Kılıçdaroğlu’nun konuşmasından bazı satır başları şöyle:
“14 Mayıs geride kaldı, 28 Mayıs günü Cumhuriyetimiz, devletimiz ve milletimiz için yeniden çok önemli bir seçime gidiyoruz. O gün, yani 28 Mayıs günü iki aday ve iki farklı anlayış daha önce bir seçim olmamış gibi sıfırdan milletimizin karşısına çıkacak. Benim görevlerimden birisi de gerçekleri söylemektir. Başta ilk turda bize inanan, bizi destekleyen 25 milyon seçmen olmak üzere oyunu kullanan tüm vatandaşlarıma yürekten teşekkür ediyorum. Herkes sağ olsun.

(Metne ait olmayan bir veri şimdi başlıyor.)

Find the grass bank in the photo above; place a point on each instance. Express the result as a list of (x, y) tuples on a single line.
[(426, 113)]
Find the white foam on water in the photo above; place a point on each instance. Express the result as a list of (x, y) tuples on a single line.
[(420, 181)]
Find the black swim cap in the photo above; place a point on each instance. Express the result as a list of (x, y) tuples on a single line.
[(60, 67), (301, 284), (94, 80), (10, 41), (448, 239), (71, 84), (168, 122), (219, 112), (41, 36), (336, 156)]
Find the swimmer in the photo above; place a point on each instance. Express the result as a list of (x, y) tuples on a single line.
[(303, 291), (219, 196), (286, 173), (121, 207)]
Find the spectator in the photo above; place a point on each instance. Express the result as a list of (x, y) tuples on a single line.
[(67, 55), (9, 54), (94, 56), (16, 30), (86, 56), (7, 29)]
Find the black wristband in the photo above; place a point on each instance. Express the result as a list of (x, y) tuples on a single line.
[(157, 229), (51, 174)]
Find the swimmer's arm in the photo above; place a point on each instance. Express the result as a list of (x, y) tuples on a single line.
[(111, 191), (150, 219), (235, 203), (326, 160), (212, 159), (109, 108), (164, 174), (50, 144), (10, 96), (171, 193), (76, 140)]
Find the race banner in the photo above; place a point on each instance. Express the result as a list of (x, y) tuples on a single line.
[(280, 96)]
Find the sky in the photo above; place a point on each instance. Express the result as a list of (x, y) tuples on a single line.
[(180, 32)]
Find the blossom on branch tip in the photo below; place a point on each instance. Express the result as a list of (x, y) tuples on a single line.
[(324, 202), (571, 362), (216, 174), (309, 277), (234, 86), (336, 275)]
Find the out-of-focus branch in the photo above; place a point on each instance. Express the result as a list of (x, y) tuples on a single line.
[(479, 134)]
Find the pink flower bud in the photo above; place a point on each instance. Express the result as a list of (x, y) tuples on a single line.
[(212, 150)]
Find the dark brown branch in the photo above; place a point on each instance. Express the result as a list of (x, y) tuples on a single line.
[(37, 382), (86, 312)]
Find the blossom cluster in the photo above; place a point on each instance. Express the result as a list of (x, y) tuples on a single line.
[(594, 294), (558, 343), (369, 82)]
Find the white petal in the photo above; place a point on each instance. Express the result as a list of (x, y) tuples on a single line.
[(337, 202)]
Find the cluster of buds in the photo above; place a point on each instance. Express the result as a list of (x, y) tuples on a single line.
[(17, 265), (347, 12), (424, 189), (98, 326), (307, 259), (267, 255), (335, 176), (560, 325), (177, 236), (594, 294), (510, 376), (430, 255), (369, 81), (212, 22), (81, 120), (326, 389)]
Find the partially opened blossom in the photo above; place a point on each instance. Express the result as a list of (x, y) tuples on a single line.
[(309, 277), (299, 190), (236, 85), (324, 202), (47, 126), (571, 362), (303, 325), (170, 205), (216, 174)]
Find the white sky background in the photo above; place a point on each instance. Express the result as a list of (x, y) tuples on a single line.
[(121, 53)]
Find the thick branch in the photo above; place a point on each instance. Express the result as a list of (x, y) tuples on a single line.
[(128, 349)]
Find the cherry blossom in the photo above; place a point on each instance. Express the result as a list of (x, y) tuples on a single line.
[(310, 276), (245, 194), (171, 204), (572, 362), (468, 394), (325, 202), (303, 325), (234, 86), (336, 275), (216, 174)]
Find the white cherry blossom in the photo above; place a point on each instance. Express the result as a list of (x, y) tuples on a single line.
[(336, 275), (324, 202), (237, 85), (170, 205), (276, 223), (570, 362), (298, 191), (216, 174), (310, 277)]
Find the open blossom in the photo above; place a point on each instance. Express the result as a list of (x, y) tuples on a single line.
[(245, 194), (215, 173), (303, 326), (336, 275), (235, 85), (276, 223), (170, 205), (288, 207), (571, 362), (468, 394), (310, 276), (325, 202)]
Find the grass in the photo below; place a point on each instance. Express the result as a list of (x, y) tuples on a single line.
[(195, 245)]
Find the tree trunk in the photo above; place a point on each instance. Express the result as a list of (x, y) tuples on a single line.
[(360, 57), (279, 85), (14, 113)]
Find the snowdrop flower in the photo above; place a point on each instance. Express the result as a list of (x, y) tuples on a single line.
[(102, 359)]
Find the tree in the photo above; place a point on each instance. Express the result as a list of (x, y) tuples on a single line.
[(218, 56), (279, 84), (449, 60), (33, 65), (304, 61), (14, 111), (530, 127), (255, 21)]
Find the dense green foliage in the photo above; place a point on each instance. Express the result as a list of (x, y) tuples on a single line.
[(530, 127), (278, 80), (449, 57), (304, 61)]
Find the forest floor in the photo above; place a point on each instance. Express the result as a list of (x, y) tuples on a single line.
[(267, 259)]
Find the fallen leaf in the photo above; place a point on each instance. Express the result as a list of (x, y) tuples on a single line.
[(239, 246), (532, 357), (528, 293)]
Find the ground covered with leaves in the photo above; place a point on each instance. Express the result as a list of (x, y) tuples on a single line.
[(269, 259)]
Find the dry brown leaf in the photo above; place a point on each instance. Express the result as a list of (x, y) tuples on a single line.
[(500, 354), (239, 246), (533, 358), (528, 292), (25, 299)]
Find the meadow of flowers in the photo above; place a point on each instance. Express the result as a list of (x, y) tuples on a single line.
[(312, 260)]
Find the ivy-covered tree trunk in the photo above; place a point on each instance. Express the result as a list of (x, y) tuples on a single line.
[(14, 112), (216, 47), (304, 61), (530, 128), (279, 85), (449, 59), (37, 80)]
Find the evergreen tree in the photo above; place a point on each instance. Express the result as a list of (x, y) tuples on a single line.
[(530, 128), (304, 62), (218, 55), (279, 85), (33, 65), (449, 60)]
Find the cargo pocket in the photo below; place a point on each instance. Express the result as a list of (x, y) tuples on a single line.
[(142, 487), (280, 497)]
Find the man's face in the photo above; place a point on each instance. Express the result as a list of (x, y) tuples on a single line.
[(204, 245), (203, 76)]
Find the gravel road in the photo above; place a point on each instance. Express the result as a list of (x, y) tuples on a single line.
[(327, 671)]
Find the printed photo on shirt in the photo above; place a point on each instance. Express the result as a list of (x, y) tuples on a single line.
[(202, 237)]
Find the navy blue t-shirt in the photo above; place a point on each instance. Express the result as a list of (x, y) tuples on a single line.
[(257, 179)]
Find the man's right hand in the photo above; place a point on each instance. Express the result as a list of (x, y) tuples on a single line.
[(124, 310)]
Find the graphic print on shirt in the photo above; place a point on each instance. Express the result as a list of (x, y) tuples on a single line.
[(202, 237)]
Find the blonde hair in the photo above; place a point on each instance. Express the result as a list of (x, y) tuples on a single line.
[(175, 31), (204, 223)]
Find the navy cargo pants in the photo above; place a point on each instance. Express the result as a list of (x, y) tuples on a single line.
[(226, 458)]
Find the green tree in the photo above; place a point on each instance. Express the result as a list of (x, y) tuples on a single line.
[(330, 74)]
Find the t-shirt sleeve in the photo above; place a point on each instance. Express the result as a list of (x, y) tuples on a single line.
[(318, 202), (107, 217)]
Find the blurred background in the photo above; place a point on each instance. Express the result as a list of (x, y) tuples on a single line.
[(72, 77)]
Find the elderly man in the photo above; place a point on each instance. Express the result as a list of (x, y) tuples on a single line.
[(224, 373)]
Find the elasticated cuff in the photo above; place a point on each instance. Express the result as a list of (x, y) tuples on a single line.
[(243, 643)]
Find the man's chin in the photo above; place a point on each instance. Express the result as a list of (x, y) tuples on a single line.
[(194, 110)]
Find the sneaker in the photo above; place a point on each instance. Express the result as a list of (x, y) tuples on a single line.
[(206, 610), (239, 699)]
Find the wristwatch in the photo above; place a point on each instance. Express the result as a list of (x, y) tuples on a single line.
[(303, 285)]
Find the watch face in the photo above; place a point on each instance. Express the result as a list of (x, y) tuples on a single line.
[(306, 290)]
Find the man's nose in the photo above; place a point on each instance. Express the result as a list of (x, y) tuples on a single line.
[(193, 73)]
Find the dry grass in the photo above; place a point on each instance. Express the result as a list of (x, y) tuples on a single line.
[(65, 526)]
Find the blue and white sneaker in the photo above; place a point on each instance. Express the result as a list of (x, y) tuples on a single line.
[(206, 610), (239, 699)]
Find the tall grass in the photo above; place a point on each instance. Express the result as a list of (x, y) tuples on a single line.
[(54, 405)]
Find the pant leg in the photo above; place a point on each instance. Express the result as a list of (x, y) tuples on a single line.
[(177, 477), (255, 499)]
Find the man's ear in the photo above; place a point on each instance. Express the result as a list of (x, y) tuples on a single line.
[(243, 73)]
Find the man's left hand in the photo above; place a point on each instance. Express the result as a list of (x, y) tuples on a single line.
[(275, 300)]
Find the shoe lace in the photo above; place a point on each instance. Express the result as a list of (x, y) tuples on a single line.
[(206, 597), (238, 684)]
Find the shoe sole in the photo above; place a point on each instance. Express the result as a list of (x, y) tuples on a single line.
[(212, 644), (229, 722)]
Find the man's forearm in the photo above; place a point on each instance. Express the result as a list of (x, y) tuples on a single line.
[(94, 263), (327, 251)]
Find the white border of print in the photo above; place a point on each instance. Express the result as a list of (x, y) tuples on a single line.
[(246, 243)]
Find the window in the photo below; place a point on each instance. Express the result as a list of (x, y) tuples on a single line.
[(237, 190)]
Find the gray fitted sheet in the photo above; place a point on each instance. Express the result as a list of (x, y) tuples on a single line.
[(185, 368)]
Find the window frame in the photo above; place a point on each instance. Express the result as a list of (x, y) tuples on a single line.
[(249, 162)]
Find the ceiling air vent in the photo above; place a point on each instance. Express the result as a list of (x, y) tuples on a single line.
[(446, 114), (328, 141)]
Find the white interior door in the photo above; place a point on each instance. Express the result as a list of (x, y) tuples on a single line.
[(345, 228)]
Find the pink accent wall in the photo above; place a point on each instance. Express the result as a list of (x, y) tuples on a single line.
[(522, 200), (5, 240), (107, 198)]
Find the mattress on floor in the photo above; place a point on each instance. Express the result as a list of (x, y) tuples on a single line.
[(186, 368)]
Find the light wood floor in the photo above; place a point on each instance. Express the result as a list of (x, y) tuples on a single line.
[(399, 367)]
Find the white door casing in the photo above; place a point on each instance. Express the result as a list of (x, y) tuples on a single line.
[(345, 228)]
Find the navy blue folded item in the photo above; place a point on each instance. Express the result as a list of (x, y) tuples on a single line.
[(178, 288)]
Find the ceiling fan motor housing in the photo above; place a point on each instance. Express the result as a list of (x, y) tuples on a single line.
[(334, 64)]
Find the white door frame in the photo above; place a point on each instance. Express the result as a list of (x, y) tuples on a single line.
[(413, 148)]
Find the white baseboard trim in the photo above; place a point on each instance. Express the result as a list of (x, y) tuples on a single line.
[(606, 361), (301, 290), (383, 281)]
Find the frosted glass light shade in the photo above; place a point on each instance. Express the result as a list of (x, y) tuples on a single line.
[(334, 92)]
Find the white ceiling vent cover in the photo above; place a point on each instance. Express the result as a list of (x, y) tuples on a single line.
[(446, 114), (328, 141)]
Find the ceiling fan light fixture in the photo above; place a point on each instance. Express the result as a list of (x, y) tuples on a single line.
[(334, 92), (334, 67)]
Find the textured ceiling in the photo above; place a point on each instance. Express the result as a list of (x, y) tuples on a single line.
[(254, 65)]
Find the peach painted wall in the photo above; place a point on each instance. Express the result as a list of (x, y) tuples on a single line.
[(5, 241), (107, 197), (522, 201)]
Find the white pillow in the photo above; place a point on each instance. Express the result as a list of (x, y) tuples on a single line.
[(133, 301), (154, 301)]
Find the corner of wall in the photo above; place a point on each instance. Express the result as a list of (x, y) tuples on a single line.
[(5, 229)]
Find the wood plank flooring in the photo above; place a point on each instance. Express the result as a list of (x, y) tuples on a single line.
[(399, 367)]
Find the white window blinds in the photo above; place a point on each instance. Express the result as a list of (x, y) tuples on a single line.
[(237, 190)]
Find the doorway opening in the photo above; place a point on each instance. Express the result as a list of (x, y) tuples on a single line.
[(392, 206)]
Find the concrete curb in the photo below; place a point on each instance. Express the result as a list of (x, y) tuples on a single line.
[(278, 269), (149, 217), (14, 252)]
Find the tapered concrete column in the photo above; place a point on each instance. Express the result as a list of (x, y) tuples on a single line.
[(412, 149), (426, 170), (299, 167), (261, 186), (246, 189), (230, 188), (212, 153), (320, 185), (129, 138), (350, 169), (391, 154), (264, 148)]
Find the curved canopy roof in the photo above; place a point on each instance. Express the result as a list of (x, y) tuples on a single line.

Daha önce de belirttiğim gibi ilk turdan bu iktidara karşı memnuniyetsizlik ve değişim mesajı çıktı. Erdoğan iktidarının küstahlığına ilk turda çok güçlü bir şekilde ‘Dur’ dedik. Çünkü milletimin oyunun yarısını bile alamadılar. İktidar partisinin oyları önemli ölçüde eridi. Neticede AK Parti, 7 puan geriledi. Bunu bütün milletimin bilmesini isterim.
Maalesef bir demokrasi şöleni ve huzur havası içinde geçmesi gereken bir seçim süreci, Erdoğan’ın yalan ve iftira kampanyalarıyla gölgelendi. Açıkçası ben karşımda daha mert, daha yürekli bir rakip görmek isterdim. İnsanımız da yani bu ülkenin vatandaşı da miting meydanlarında montajlardan ve bundan medet ummayan adayları hak ediyordu. Yürekli, doğru, dürüst, namuslu, doğruları söyleyen, doğruca eleştiren yürekli insanları hak ediyordu. Ancak siyasi kültürümüz bir kez daha lekelendi. Milletimizi çaresizlik içinde iftira ve karalama kampanyalarıyla aldatmaya çalışanlar amaçlarına ulaşamadı. Vatandaşımız onlara bu görevi şimdilik ve daha sonra da vermeyecek.
Milletimiz ilk turda yetkiyi iktidara vermeyerek bu sistemden ve bu zihniyetten memnuniyetsizliğini gayet açık bir şekilde ortaya koydu. Bunun yanında milletimiz bize de çok etkili başka bir mesaj verdi. Milletimiz öbür tarafa gereğini yaptı ama bize de güçlü mesajlar verdi. Kimi vatandaşlarımız sandığa gitmedi. Kimi sandığa gidip tepkisel oy kullandı. Kiminin de eli istemeye istemeye Erdoğan’a gitti. Çünkü mevcut mevcut yönetimin kara propagandasına maruz bırakıldı bu vatandaşlarımız.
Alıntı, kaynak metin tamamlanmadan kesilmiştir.